When hearing submissions from the applicant, Mr Brett made a comment to the effect that a failure by Deloitte to interview the applicant would amount to less favourable treatment of the applicant. The applicant relies on this comment to contend that Mr Brett should have found that the applicant had suffered detriment by reason of the restraint order. This does not follow, but in any event the ground fails as Mr Brett did, in effect, conclude that the applicant had suffered detriment in consequence of the restraint proceedings.
Ground 8
"8That the panel member erred in law when failing to apply denigration and humiliation to the facts of the situation. Accordingly the tribunal has failed to determine whether the statutory protection afforded by the act has potentially been breached."

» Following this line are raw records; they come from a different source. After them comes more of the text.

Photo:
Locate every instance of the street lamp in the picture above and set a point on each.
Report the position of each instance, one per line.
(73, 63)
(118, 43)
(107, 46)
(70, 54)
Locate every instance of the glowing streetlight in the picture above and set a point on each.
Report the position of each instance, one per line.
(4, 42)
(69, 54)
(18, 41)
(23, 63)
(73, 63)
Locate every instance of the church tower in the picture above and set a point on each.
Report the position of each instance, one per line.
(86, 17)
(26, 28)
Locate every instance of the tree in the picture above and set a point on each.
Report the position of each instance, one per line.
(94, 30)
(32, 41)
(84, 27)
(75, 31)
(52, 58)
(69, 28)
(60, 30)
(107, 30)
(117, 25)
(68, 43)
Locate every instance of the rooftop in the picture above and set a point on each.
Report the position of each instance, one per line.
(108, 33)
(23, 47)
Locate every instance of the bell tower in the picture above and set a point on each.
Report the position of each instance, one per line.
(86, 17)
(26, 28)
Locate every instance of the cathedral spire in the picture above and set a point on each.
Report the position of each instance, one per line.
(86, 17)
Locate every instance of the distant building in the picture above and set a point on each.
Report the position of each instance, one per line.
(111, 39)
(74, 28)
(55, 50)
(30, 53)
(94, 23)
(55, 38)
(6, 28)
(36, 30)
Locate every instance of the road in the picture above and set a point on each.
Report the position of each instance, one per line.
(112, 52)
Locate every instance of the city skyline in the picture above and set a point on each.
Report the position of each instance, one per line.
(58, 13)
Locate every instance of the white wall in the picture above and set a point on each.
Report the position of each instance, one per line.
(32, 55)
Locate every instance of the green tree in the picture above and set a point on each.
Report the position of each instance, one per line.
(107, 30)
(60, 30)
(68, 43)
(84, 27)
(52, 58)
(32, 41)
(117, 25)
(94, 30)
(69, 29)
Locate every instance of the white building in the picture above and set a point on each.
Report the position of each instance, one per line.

The applicant did not assert in his complaint that he had suffered humiliation or denigration. He did, however, assert that he had been victimised because he had lodged a previous complaint against Deloitte. The ADA, s18(2), provides that victimisation takes place if a person subjects or threatens to subject another person to any detriment. The ADA, s3, provides that detriment includes humiliation or denigration. There was, however, no reason for Mr Brett to expressly address humiliation or denigration separately from the issue of detriment as he, in effect, concluded that in consequence of the restraint proceedings the applicant had suffered detriment. The ground fails.
Ground 9
"9That the Panel Member failed to consider whether the application for the restraint order formed a part of a trend of systematic less favourable treatment or detriment and hence whether it formed either systematic discrimination or victimisation for the purposes of the Act."
The applicant's complaint did not assert that Deloitte's application for a restraint order formed a part of a trend of systematic less favourable treatment or detriment and the information before Ms Little did not provide any basis for so concluding. Accordingly there was no basis for Mr Brett to consider this matter and the ground fails.
The originating application is dismissed.